A quality home is the foundation
of society & community

A quality home is the foundation of society & community

I Am Rockford, Understanding Challenges

At first sight, Barb Chidley, is a “typical” middle class white woman. She owns as she put it, “a large house.” And, she lives on the East Side. A High School English Teacher at Auburn High School who is also a single mother, raising two children. Maybe you wouldn’t know all of this on first sight, but if you took the time to know her and understand her challenges, you eventually would.

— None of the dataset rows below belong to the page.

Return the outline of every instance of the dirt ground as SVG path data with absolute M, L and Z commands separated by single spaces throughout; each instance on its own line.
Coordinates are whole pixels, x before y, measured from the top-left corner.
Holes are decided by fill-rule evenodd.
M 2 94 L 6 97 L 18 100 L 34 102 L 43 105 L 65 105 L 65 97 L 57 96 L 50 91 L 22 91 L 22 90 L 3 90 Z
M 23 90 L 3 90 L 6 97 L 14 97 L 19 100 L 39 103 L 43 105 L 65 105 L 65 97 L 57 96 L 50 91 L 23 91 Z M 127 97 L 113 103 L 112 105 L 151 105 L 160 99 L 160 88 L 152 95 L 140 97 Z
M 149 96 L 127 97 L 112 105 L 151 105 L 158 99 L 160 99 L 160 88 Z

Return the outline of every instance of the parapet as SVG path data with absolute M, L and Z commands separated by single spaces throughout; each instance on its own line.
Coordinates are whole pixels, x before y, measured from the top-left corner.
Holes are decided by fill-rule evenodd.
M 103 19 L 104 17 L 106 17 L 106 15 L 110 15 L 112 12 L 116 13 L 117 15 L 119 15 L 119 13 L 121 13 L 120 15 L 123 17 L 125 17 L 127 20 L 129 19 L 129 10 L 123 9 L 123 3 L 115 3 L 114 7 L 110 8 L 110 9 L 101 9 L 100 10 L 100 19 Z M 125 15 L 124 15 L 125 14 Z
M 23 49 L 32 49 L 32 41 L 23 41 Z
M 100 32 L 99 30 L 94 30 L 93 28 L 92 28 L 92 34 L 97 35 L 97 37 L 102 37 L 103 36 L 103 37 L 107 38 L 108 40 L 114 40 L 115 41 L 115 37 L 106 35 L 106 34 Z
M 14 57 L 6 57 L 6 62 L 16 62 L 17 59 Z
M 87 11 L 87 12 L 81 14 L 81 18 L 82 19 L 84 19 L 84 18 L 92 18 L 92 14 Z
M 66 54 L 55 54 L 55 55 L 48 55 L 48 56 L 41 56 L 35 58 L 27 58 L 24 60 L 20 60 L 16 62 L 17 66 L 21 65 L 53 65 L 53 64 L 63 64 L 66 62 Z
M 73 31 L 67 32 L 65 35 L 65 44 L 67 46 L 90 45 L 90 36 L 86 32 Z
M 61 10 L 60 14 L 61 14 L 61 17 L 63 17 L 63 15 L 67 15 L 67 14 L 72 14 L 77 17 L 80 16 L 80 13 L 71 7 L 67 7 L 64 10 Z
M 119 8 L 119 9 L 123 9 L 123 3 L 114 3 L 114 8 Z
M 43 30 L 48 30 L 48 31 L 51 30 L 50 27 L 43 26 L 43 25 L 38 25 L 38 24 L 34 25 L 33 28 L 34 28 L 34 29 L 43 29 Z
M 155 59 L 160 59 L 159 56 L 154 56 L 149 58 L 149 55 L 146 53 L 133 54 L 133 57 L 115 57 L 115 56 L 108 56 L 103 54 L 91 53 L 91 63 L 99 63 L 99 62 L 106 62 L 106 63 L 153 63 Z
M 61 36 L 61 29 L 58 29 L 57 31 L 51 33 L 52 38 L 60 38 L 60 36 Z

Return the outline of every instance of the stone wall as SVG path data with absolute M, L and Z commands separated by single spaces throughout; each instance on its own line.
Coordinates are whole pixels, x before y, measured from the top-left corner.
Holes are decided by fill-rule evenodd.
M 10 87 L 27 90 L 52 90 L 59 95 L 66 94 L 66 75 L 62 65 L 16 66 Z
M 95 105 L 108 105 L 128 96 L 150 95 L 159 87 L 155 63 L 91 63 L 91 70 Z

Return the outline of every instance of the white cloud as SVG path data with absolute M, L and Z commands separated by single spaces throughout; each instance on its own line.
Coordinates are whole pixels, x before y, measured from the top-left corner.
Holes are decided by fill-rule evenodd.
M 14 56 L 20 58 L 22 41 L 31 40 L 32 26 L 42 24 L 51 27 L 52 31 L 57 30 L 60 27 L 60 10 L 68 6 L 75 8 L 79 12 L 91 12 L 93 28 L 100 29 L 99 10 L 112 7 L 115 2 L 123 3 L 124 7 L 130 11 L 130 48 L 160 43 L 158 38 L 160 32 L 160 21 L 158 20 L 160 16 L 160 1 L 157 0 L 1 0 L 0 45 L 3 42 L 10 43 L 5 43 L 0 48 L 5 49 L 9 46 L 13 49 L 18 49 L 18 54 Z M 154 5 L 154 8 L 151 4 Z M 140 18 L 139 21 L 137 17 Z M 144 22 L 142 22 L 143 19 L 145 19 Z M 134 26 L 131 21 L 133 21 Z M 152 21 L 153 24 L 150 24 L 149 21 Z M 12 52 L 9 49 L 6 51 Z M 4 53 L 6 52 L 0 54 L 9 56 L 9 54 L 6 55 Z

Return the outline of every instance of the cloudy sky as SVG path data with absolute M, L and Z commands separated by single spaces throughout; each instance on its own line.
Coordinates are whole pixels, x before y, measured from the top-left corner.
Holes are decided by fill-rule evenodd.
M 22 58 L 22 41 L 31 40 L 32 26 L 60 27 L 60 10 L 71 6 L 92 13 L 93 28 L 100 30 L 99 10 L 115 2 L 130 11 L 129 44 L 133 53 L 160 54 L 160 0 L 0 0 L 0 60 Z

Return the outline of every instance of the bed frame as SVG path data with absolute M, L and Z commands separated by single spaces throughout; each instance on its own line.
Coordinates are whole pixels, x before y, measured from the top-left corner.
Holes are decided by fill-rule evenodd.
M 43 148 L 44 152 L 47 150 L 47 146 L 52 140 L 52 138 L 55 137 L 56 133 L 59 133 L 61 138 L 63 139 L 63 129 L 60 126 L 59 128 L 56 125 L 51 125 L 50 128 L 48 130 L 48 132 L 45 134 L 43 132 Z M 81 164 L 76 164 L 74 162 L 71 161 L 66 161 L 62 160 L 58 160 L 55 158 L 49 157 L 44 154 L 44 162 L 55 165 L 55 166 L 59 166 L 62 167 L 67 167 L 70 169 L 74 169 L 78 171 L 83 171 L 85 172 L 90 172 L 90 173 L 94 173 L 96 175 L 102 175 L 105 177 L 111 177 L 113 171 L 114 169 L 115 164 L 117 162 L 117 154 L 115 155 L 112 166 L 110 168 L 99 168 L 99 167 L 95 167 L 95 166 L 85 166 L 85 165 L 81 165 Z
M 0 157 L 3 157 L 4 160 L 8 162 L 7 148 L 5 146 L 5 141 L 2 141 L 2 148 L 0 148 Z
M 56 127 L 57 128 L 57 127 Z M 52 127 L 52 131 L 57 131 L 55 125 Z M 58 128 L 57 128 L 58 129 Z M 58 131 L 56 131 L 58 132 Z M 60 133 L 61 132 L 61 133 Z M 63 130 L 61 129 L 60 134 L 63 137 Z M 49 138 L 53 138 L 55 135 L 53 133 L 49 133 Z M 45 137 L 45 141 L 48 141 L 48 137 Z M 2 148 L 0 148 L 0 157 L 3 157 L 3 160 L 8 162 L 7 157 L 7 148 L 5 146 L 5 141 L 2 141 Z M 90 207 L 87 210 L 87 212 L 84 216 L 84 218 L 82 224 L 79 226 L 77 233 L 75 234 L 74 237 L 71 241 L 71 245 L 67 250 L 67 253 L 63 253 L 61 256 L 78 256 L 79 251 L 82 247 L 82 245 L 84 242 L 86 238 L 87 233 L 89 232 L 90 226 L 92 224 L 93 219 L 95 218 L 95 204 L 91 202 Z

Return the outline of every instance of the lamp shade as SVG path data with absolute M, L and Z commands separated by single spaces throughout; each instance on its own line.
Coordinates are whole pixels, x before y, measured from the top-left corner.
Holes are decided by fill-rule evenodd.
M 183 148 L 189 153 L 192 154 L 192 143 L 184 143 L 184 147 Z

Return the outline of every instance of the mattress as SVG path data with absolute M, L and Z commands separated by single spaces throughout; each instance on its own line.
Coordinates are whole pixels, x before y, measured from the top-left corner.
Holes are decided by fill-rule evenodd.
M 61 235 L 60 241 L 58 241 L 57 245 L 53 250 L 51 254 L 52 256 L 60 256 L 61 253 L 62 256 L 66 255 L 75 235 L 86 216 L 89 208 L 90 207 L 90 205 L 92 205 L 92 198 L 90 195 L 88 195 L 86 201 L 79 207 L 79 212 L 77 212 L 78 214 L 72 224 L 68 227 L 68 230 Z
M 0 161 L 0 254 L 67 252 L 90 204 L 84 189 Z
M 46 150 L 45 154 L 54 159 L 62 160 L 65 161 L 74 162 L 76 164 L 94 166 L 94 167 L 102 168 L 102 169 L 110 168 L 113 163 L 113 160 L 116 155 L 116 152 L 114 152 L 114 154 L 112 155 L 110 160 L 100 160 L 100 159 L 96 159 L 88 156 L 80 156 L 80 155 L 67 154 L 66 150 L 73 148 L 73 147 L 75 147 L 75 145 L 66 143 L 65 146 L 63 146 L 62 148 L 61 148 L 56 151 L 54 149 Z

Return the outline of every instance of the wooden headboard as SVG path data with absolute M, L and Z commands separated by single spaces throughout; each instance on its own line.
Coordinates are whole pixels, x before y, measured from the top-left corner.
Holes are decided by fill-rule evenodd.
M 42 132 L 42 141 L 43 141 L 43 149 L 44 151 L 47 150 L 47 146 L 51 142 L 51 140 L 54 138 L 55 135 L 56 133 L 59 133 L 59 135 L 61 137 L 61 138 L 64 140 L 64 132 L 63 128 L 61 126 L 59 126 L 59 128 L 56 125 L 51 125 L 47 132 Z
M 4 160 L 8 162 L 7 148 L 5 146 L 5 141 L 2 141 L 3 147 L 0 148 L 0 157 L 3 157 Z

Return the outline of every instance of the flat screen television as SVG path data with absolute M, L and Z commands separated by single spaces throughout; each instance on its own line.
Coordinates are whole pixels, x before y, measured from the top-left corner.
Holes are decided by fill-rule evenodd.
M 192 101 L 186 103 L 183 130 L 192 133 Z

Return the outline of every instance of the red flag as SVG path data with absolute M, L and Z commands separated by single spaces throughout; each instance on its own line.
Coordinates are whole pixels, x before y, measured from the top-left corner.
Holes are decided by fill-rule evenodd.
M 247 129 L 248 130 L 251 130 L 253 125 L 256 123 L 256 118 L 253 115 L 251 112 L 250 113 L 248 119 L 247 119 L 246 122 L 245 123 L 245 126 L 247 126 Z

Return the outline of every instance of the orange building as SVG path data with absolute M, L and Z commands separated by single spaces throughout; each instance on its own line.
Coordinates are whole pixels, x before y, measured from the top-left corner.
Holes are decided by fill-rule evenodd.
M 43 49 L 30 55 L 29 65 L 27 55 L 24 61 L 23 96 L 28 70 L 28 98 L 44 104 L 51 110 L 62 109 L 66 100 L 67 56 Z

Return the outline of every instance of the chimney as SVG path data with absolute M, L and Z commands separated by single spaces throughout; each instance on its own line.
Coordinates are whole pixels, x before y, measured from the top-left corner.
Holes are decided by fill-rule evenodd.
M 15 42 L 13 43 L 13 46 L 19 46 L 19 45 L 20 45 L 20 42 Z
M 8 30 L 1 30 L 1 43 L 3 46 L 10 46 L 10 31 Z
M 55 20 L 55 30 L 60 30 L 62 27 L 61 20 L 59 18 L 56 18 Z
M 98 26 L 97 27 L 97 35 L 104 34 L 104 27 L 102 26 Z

Understanding challenges is what Barb is all about. As an AP English teacher she decided to create a class curriculum around a project called “Project Rockford.” A project designed to help her students feel proud to be from Rockford. In this project her students will be evaluating portions of Rockford in need of improvement. Based on these evaluations they will make improvement recommendations. She wants them to understand that they play a significant part in making that change.

Barb’s determination to understand challenges makes her an epitome of I am Rockford, whether it be inside her classroom or in the community around her.

Understanding Her Class

Barb has had many students throughout the years. Every student has their own story and every student is different, but they are all special to her. Her students have experienced sad and happy moments throughout her career.

“I spend a lot of my time at school having to help kids that are having struggles personally… sometimes the student is struggling because home life can be very challenging for them,” Barb said.

As example… One day, a student left class rather quickly. Barb pursued her to the next class. Barb came to understand that this teenage girl was acting as the mother of her younger siblings, because their mother was working as much as she could to help her family. This student was making dinner, helping her siblings with homework or putting them to bed before doing her own homework. The girl didn’t have the time “to be a teen.”

“What amazes me so much is how positive they remain in spite of the circumstances,” she said.

“It’s a complex emotional rollercoaster, but it is a privilege to work with these kids. At the end of every day I usually have 10 to 12 students in my classroom that don’t want to go home so they linger every night. But I always leave feeling like I had an incredible purposeful rewarding day,” Barb stated.

The Public Transportation Experiment

As part of her AP class’s “Project Rockford,” Barb decided she was going to ride the bus for 30 days. Living on the East Side, about a mile and a half from the river she figured it would be similar compared to what those living on the West Side would experience to get to work coming from the West. The most convenient bus for her was the 6:30 a.m.; overall it took 45 minutes for her to get to Auburn compared to 15 if she were to drive.

For Barb the mornings weren’t bad. She enjoyed the short walk in the morning. She looked forward to her interactions with the bus drivers and the regular riders. However, the real dilemma came when she had to pick up her son from his school and get home. All said and done, the ride took an hour and fifty minutes to get home at the end of the day.

“I don’t know how people can survive like that,” Barb says, “how a person tries to hold down a full time job in the professional realm, they may have to take work home and have children to take care of.”

Barb had blogged about her experience so people could read a documented account of what it was like to be in this position. It helped play a role in her class project since her class will be making recommendations on improvements in Rockford; she hoped it would inspire her students to make their evaluations authentic.

You can find Barb’s blog here: http://ameansoftransport.edublogs.org/

“My favorite part about the bus was the bus drivers. The bus drivers really care about their riders. They would wait for them if they knew of a frequent rider who may be running late, or even tell riders that a substitute driver would be driving the next day, so times may change,” Barb recalled.

Understanding Challenges

Barb has three wishes for the Rockford community. She wants people to look at each other with love and not judgement, for people to not let fear overcome logical thinking and for people to understand that the West Side citizens are not scary but are some of the most incredible people you will ever meet. She added a fourth wish too, that her students never have to fear or suffer but know that they are loved by this community.

“I think the most important thing that the community needs to do is get to know its people and get to know those people they do not communicate with on a daily basis,” Barb said.